HSS and amino acids can result in:
- Solids / deposits
- Reduced amine capacity
- Higher chemical cost / losses
- Operational gap for the plant (lost profit)
Heat Stable Salts (HSS) are any ionic substances that are NOT substantially removed from the alkanolamine solution by heat (in the regenerator or "stripper" of an amine system). This definition is not restricted to salts that arise from reactions with contaminants absorbed in the contactors. It includes as well salts arising from addition of "neutralizers" and other special additives, salts that enter the amine from cooling water leaks, etc.
The HSS are generally identified by the name of the anion of the ion pair, because the cation is generally protonated amine.

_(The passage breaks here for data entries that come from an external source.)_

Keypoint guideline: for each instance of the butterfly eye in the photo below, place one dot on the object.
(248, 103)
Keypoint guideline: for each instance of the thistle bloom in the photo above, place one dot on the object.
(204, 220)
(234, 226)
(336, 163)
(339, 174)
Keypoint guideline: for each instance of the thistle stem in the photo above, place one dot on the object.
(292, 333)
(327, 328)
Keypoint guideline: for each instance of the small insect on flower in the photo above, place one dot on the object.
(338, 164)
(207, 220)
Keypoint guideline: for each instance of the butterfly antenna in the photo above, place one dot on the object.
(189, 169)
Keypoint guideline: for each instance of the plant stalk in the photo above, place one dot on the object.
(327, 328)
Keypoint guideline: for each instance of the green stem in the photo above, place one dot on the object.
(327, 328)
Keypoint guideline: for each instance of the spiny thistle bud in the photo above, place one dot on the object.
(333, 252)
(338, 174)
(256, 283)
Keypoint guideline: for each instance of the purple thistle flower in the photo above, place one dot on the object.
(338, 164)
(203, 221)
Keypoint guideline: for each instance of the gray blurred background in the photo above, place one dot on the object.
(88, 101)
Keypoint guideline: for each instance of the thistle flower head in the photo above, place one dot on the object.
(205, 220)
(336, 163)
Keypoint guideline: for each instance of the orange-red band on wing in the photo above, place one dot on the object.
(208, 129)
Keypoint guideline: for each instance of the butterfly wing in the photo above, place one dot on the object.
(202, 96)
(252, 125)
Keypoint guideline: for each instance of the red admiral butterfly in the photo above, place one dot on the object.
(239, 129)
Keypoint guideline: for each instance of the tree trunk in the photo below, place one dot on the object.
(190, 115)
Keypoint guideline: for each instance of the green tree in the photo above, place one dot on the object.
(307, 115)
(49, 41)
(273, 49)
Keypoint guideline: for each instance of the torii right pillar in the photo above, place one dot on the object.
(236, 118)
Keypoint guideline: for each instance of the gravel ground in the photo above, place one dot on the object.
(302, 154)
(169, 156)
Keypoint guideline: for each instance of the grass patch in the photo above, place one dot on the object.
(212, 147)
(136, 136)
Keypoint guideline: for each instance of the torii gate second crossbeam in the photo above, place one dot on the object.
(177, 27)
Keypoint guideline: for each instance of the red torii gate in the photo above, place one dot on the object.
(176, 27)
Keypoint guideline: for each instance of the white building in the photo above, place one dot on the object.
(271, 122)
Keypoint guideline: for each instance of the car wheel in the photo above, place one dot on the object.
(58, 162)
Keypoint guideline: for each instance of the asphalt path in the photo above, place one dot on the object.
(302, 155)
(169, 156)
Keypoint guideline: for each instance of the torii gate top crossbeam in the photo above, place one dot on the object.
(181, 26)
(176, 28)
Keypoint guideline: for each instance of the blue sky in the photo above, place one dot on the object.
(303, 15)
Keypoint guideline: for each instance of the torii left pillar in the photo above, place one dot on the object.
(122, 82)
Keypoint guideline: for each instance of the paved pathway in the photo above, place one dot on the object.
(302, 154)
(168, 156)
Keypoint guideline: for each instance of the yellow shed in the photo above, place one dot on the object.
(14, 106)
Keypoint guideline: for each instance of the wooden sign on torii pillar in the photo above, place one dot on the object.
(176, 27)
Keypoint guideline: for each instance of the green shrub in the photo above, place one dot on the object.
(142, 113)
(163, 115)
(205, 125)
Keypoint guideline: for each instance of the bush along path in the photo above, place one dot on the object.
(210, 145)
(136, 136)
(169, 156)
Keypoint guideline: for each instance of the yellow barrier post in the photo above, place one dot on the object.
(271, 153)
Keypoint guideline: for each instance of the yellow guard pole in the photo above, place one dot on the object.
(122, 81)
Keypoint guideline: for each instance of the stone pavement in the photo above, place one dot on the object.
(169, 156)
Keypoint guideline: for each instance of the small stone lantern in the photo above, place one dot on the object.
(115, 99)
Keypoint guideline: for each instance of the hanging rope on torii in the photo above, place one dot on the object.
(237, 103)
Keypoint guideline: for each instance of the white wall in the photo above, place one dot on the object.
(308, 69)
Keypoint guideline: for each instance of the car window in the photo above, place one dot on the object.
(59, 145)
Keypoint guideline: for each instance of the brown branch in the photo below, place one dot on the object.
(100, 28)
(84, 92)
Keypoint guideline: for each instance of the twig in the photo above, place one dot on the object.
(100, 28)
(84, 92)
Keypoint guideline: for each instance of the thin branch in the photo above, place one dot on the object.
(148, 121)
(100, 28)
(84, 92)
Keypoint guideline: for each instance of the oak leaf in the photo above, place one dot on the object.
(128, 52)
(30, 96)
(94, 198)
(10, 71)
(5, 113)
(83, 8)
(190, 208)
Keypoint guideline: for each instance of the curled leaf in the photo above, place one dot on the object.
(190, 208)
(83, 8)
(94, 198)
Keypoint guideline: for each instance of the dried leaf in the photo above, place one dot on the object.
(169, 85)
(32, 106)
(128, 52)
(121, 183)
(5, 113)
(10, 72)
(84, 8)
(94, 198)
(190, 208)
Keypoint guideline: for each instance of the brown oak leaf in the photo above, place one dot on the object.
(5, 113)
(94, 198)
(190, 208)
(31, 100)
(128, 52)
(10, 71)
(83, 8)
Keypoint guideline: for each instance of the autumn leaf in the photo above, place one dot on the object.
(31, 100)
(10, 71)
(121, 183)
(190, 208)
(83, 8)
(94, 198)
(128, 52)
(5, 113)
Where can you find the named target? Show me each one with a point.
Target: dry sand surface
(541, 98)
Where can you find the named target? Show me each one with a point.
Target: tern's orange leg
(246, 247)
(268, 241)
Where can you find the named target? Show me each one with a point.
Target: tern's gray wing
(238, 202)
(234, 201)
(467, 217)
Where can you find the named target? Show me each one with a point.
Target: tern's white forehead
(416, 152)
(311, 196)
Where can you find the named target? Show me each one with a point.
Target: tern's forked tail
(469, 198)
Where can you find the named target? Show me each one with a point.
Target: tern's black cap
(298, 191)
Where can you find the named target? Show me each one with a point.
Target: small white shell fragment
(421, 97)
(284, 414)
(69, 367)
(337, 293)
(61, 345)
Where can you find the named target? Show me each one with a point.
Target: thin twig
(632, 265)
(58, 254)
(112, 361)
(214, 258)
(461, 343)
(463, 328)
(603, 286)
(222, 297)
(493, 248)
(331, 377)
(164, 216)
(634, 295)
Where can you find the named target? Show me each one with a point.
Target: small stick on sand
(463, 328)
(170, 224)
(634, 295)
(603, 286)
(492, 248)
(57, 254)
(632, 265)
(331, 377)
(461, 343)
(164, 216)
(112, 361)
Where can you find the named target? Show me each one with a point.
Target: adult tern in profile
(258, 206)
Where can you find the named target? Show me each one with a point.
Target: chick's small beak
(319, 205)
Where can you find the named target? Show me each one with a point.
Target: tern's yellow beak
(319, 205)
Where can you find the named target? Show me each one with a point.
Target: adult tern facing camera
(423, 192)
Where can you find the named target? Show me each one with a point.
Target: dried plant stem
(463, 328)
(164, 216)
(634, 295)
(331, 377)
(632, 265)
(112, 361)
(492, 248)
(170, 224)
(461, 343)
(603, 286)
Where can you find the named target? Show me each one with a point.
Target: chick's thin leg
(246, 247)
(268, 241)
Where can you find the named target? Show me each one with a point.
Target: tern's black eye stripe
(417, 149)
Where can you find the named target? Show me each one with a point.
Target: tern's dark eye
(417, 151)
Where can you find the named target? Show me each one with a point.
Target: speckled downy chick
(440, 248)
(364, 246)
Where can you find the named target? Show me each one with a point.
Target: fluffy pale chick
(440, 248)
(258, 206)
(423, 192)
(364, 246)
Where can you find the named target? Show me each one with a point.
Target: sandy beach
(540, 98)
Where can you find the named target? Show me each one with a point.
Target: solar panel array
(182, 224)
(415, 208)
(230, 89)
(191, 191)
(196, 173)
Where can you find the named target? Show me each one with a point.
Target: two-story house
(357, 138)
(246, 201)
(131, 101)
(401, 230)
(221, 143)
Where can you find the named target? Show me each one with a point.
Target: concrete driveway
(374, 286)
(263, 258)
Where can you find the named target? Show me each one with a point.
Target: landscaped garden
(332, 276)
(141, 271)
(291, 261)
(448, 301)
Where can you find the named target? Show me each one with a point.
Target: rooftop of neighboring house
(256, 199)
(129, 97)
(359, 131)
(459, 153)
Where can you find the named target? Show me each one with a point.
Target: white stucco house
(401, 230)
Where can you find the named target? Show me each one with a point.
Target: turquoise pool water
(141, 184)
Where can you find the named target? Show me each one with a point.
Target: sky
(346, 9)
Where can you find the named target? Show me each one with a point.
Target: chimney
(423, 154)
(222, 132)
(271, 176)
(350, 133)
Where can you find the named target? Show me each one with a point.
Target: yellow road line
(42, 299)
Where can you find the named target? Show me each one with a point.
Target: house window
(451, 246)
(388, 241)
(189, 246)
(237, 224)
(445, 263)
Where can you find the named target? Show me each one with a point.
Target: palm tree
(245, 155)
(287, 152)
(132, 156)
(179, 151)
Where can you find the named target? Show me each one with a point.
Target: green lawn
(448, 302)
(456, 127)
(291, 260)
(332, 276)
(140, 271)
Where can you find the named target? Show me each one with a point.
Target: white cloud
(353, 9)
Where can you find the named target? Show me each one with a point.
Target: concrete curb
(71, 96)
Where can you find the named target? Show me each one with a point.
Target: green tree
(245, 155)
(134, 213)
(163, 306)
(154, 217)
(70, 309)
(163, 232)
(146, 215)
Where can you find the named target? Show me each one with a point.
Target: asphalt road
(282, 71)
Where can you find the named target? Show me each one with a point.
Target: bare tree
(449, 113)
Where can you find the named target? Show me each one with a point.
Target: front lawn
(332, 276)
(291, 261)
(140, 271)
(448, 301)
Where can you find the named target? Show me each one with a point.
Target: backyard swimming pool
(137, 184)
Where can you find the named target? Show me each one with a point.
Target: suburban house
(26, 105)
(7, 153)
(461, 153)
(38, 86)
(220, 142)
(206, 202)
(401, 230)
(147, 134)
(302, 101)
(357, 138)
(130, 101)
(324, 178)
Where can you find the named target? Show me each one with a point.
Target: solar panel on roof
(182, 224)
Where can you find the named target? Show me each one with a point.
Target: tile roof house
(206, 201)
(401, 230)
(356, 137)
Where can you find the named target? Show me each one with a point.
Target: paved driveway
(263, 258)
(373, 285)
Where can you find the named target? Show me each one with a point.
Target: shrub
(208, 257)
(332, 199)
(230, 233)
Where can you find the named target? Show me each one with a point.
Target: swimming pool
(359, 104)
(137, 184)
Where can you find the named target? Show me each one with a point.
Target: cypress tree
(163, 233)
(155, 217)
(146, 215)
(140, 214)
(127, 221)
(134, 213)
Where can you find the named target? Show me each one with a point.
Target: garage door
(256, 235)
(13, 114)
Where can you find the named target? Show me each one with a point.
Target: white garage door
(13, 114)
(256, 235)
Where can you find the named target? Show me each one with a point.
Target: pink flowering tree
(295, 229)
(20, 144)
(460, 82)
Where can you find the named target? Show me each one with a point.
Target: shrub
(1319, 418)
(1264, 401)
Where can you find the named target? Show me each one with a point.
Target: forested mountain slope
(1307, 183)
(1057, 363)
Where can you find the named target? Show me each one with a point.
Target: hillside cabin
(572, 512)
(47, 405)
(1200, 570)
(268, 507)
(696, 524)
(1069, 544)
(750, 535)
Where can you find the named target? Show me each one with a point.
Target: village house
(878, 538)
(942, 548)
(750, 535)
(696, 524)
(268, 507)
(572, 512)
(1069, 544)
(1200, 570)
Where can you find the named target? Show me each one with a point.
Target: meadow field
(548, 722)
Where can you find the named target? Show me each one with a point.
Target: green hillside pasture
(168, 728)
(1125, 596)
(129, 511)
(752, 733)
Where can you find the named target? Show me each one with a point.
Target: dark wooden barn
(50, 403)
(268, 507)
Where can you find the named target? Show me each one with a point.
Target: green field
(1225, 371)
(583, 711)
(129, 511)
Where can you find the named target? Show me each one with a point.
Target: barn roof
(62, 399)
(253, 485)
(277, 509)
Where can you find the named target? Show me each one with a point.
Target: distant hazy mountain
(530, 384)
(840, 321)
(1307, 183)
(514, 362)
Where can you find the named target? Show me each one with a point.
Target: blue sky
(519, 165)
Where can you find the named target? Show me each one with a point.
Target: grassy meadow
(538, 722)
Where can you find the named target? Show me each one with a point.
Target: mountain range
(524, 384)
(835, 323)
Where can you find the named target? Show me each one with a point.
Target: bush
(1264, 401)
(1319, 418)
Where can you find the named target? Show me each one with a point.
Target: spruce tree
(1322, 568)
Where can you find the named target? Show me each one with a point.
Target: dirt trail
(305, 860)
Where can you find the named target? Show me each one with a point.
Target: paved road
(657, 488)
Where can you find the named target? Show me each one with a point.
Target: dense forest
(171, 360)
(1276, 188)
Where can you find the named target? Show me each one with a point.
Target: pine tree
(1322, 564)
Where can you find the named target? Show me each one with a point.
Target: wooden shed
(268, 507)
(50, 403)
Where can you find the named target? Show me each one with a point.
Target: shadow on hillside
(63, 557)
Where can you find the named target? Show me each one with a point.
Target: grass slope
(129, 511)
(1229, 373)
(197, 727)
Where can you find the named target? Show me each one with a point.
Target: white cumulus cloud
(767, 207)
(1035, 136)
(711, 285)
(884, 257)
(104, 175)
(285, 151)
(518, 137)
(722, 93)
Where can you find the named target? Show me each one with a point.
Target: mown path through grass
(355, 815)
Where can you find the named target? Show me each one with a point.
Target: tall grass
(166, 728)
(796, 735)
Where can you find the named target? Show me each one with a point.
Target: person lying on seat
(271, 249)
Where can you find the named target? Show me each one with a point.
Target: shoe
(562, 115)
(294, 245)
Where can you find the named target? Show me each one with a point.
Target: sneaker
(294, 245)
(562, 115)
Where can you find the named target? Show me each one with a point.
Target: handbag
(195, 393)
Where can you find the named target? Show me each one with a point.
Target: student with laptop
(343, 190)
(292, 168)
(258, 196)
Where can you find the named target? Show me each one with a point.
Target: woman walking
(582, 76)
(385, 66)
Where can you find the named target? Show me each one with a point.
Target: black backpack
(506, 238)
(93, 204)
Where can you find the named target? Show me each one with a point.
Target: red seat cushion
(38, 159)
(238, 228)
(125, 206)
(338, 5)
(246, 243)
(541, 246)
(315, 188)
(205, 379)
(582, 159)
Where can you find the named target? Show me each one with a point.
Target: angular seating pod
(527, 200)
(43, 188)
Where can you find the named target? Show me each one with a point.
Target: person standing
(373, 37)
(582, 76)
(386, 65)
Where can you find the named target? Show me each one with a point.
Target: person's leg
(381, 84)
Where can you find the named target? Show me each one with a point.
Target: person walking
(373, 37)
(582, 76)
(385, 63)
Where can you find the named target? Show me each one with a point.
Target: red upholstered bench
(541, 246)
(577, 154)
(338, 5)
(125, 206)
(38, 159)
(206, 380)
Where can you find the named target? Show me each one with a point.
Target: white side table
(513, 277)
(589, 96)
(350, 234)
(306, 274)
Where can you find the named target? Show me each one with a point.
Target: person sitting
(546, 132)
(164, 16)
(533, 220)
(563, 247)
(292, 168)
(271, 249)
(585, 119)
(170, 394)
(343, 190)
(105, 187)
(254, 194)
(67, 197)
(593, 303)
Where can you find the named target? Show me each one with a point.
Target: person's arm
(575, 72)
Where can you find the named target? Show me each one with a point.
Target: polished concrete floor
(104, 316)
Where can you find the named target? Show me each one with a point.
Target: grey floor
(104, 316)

The variety in mechanisms is in the formation of the HSS anions.
Modes of HSS Accumulation in Alkanolamine System:
1.Reaction of HCN (hydrogen cyanide) and/or organic nitriles Examples: formate, acetate, thiocyanate
2.Oxidation of H2S Examples: sulfate, thiosulfate
3.Absorption or addition of strong acid anions.
Examples: chloride, sulfate, phosphate.
4.Oxidation and cleavage of the alcohol of the amine
Examples: formate, oxalate, acetate
5.Hydrolysis of CO (carbon monoxide), catalysed by metals
Very low concentrations of the primary reactants in the process gas lead to gradual buildup of HSS.
- Vlaardingen, Netherlands
Does this explain what happen in Wim D Verduijn paper
"Corrosion of a CO2 Absorber tower wall" excellent paper printed July 1983 in Plant/Operations Progress Vol 2 No 3 In it he discusses Corrosion of a pot carb process and its extreme corrosion rates ?
If not what is the process for the corrosion?
what is the modern thinking?
- Brisbane, Queensland
Piperazine in MDEA solution. Our CO2 removal unit is using (activated) MDEA solution, the main components are MDEA; piperazine (as activator), water and some impurities.
Would you like to give us the analysis methods to measure the piperazine content in MDEA solution?
Would you like to explain the philosophy of analysis procedure?
- GRESIK, Indonesia
February 27, 2009
My Question in CO2 removal unit by benfield solution we added meta vanedate for corrosion protection,Each addition we observe that V+4 increased with increasing V+5 while Fe concentration constant.
fertilizers - Alexandria, Egypt
July 15, 2009
What is best corrosion inhibitor can be use or in use for MEA systemsalman Bhatti
Student - panama city, Florida, USA
March 2, 2011
At the downstream of one of our NGL plants there is an amine sweetening unit for sweetening of our sour natural gas. The acidic compounds which are absorbed from the sour gas are mainly hydrogen sulfides and carbon dioxides. Other sulphuric compounds such as mercaptans, carbon disulfide and CoS are also present in the sour gas. The amine employed in the unit is Di-Ethanol-Amine. Recently we have observed some black and sticky sediments which were first shoe polish like compounds, but then turned into hard compounds as were permitted to contact with air. They seem to be polymeric compounds. They dissolve plastic bags and make with them a uniform and homogeneous matter. The black sediments are highly corrosive.
Would you please let me know if anybody has observed such sediments in his unit or not. If you have encountered with this problem earlier, would you please let me know what are they composed from and how we could prevent them from their formations? Thank you, Dr. B. Hashemi Shahraki
Prof. In Chemical Engineering - Ahwaz, Khoozestan, Iran
December 22, 2011
Q. Is it possible to use Magnetic filter for Benfield solution filtration? What will be advantages and disadvantages of installing magnetic filter along with carbon filter?